Tuesday, March 4, 2008

Where java stopped

Yesterday I explained my problems with garbage collection. I don't think garbage collection is bad or any, I just think it isn't being used properly. GC was invented in the late 50's for LISP, the first of high level programming languages. Lambda calculus required that the memory is managed by the system. Having freed the programmer from memory management, Lisp and is brethren enabled the development of true high level features such as dynamic typing, higher-order functions, closures, macros and continuations. These are exactly the feature that give those languages their incredible power.

That is what doesn't make sense in Java and derivatives: those really powerful features are missing in Java. Java is mostly lacking the features that absolutely require a GC. Guy Steele once said "We were after the C++ programmers. We managed to drag a lot of them about halfway to Lisp". Considering the conservativeness of the industry it's understandable they stopped halfway (the step from C to C++ was even smaller). That kind of makes Java a middle level language; a watery compromise that fails to offer the best of both worlds.

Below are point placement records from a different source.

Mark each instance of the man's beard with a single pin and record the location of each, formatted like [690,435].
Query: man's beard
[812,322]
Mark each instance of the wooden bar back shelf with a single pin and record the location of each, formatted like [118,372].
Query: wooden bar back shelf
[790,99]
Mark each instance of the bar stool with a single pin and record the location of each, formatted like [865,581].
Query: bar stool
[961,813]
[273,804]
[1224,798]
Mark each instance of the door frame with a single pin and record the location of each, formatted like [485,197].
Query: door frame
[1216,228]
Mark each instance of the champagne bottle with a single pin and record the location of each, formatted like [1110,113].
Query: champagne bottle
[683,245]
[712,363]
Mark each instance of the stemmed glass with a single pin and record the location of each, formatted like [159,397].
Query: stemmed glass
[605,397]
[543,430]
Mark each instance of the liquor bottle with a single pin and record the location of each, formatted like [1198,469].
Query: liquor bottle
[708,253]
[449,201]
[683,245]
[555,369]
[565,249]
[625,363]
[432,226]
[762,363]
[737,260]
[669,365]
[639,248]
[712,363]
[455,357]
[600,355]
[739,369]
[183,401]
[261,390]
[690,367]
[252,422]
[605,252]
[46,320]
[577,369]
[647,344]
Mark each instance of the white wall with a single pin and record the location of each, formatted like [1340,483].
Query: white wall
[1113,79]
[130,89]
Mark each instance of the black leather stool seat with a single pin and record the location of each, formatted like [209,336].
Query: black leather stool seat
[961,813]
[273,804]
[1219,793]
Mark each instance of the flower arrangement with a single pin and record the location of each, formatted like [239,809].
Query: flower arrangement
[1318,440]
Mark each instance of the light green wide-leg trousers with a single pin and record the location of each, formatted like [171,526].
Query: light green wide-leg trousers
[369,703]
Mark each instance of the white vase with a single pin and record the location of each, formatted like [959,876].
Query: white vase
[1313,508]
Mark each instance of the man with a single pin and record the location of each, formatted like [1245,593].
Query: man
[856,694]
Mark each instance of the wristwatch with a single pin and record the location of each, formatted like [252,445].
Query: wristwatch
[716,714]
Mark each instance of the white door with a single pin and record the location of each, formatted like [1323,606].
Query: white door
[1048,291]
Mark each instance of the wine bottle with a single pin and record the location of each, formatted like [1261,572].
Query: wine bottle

Both high and low level languages have their niches, but what about the middle level languages? My intuition tells me their proper niche should be way smaller. It's hard to say what will be Java's successor, but I'm pretty certain of two things. It will not be a Java derivative and it will take the second half step, if not more.

Monday, March 3, 2008

Garbage collection revisited

Garbage collection must be one of the most misunderstood features of programming languages. GC has existed for 50 years, yet a lot of languages have not adopted it. One of the most important commonly cited advantaged of Java and similar languages over languages such as C++ is garbage collection. Having used a number of Java applications I'd dare to say most have memory problems though. They feel extremely bloated. I've seen a few programs improve drastically when some expert started to optimize the memory usage. Most Java programs can be lean enough to be usable, but it will take a lot of effort. I imagine it is a major disillusion for a lot of Java programmers to find out they haven't found a memory panacea after all.

One could see all variables and their resources as a directed graph. In the most elementary programs this graph will be a tree and in such cases manual memory management is trivial. Real programs aren't this simple. Having said that, most programs are not random or unpredictable. Usually substantial pieces of the graph are trees on their own. Acyclical graphs and even most cyclical ones can be solved using reference counting and similar techniques. If you understand the resource usage pattern of your program, you can usually solve it without resorting to garbage collection. However this often requires planning and thinking ahead of time. A GC on the other hand is able to manage any graph, mostly without help from the programmer, but does not guarantee to do so efficiently. So the question when do you need a GC? reduces to when can't I know the pattern? To date, I've only come across one concrete and common example that really can not be solved semi-manually: programming languages themselves. The reason for this is obvious: it is inherent to them that you don't know ahead how they will be used.

It is undisputed that GCs make it easier to write programs, but this issue makes me wonder if it also is easier to write good programs. Java programmers are happy to think they don't have to think about memory, but it turns out they will have to think ahead (though less than C or C++) if they want decent performance. On the server side that doesn't really matter that much, but in client-side programs it does.

In the end, it is a matter of trade-offs. Both approaches can solve most problems. I don't believe a GC by itself gives us better programs than RAII management. Having said that, garbage collection makes business sense in a LOT of situations. Companies don't earn money by building the best program they could, they earn money by selling a finished program, good or not.